You are viewing a plain text version of this content. The canonical link for it is here.
Posted to users@spamassassin.apache.org by Happy Chap <sa...@happychap.plus.com> on 2010/08/04 10:23:32 UTC

Text contained in HTML comments causing BAYES_00 to classify as non-spam

Hi,

We started getting (over the last 2 months say) lots of spam, which
Spamassassin isn't picking up as spam. Analysing these, they all seem to be
of the same type where many paragraphs of random text are "hidden" inside an
HTML comment (either contained in <!-- --> or inbetween /* and */ "tags").

Because of this "hidden" text, these messages are triggering BAYES_00 which,
I think, is the major influence on them not being correctly identified by
Spamassassin as spam.

We're running a slightly old version of Spamassassin (v3.2.3) running on
SuSE 10.3 but do run sa-update's regularly to pick up new rules (which,
perhaps naively I thought was more important the upgrading Spamassassin
itself).

Has anyone got any advice on how to correctly identify these mails as spam?

Do I just need to upgrade to Spamassassin 3.3.0 (I'm assuming that this
probably won't make much difference because I'm already using the latest
rule sets thanks to sa-update)?

Any ideas/help would be very gratefully received as the users are now
getting restless and, bayes training isn't really helping.

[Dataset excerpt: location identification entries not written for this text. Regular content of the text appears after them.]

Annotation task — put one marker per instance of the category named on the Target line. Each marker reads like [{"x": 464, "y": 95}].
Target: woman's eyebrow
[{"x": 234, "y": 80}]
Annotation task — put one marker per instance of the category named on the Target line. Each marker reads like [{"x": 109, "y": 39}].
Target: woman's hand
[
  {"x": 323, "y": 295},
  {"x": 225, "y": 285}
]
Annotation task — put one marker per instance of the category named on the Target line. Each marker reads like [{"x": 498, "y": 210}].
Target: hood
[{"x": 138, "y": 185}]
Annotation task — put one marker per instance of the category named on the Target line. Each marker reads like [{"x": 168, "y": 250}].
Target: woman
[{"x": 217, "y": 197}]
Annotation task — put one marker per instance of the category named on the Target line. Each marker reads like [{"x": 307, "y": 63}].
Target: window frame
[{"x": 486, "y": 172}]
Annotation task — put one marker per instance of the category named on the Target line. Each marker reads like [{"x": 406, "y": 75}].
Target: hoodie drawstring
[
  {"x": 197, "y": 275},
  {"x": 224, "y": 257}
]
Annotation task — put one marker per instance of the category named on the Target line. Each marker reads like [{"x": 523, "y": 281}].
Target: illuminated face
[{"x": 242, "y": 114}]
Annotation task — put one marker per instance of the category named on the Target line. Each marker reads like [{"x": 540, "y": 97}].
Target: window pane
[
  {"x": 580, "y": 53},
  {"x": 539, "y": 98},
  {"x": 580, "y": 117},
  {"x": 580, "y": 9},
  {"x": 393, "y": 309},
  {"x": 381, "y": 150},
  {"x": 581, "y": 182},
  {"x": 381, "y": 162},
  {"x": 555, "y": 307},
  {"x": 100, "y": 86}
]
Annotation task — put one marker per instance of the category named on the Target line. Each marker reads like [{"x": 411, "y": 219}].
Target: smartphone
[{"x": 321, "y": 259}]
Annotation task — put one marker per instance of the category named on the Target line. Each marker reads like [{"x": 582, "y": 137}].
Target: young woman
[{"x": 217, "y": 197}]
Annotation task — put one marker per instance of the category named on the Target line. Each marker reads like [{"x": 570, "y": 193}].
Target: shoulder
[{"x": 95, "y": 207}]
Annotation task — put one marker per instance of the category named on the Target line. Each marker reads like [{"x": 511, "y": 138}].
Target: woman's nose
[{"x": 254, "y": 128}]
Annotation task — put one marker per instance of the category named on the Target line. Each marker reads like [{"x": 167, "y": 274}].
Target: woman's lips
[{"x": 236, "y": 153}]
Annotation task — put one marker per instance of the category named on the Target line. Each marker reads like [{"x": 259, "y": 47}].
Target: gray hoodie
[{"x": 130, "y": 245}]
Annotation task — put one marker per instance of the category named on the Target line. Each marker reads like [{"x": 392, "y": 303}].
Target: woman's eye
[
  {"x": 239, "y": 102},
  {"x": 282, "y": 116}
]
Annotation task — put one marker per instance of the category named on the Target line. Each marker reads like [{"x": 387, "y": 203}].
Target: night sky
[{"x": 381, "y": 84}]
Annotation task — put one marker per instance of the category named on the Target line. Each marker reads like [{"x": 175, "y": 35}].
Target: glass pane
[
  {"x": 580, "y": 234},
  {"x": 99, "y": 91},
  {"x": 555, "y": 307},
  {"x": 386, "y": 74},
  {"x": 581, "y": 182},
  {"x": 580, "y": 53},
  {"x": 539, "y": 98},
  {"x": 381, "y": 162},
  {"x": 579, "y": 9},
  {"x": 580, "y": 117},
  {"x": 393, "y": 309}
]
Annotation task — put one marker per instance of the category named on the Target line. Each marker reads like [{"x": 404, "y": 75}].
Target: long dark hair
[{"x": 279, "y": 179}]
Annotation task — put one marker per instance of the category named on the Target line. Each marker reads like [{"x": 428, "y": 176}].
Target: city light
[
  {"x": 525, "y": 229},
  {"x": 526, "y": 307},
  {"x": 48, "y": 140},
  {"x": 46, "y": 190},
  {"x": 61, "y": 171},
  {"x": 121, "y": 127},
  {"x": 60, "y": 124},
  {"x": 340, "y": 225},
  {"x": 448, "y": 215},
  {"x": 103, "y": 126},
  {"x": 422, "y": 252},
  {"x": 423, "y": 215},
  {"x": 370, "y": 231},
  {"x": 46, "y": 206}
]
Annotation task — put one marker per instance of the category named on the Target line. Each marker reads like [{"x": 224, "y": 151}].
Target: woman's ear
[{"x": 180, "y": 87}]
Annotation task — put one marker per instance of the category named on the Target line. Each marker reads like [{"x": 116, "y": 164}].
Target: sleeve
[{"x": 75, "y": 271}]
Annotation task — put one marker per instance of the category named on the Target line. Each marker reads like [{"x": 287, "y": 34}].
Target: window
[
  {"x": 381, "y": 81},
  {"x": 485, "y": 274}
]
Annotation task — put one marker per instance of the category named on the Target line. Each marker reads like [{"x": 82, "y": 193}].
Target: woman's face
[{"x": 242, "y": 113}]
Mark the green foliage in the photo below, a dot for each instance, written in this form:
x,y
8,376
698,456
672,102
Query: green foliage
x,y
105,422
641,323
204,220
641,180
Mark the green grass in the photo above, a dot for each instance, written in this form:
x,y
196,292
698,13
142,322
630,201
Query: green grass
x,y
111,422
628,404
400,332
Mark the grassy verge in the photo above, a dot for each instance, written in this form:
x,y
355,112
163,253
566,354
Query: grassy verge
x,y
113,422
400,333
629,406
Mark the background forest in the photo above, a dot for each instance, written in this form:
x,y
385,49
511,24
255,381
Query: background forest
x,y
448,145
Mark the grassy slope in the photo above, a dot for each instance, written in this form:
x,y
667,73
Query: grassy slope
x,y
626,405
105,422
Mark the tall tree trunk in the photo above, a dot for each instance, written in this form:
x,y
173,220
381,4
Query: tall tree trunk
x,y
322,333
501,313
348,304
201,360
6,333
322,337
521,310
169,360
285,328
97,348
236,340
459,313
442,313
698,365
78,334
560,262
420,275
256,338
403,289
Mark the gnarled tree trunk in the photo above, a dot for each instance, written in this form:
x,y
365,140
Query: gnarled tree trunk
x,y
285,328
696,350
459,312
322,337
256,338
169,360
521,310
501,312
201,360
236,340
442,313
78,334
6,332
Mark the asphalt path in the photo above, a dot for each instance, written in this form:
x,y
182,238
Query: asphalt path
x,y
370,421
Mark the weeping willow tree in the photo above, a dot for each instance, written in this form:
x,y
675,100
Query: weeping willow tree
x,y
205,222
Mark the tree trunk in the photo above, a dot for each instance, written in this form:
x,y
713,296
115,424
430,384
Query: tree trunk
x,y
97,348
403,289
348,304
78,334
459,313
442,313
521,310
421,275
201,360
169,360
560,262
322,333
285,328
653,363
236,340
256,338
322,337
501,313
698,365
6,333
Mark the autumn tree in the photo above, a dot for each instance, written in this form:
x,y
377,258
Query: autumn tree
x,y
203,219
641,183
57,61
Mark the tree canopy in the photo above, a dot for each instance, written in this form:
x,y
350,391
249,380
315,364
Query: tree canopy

Thanks.

David.
-- 
View this message in context: http://old.nabble.com/Text-contained-in-HTML-comments-causing-BAYES_00-to-classify-as-non-spam-tp29342874p29342874.html
Sent from the SpamAssassin - Users mailing list archive at Nabble.com.


Re: Text contained in HTML comments causing BAYES_00 to classify as non-spam

Posted by Bowie Bailey <Bo...@BUC.com>.
 On 8/4/2010 6:07 PM, Happy Chap wrote:
>
> No, we're not using an SQL backend and every users has their own bayes
> database.

You mentioned previously that you are using 'sa-learn -u'.  I thought
that option only worked with SQL databases?

In my setup, I have lots of virtual users under the same UID with
per-user settings and bayes (using spamd's '-x' and
'--virtual-config-dir' options).  So when I run sa-learn, I explicitly
specify the database path to make sure it's learning to the right place
(sa-learn --dbpath /path/to/bayes ...).

-- 
Bowie

Re: Text contained in HTML comments causing BAYES_00 to classify as non-spam

Posted by Happy Chap <sa...@happychap.plus.com>.


Karsten Bräckelmann-2 wrote:
> 
> 
> So when you confirmed by running sa-learn --dump magic previously, did
> you first su to the user in question? The Bayes database does exist in
> the user's $HOME/.spamassassin/, right?
>  

Yes, I had su'ed to that user and yes, they have their own bayes_seen,
bayes_toks, etc. in $HOME/.spamassassin


Karsten Bräckelmann-2 wrote:
> 
> 
> Despite running per-user, site-wide Bayes DB still is possible IIRC, if
> you e.g. use an SQL backend.
> 
> 

No, we're not using an SQL backend and every users has their own bayes
database.


Karsten Bräckelmann-2 wrote:
> 
> 
> Anyway, since you still get BAYES_00 on these, you really should have a
> close look at the tokens Bayes considers most confident. And why. With
> some training, it most certainly at least should level up near BAYES_50,
> not stay at 00. The tokens should help tell you why.
> 
> 

OK, will do.

Thanks again for your help Karsten.

David.
-- 
View this message in context: http://old.nabble.com/Text-contained-in-HTML-comments-causing-BAYES_00-to-classify-as-non-spam-tp29342874p29351738.html
Sent from the SpamAssassin - Users mailing list archive at Nabble.com.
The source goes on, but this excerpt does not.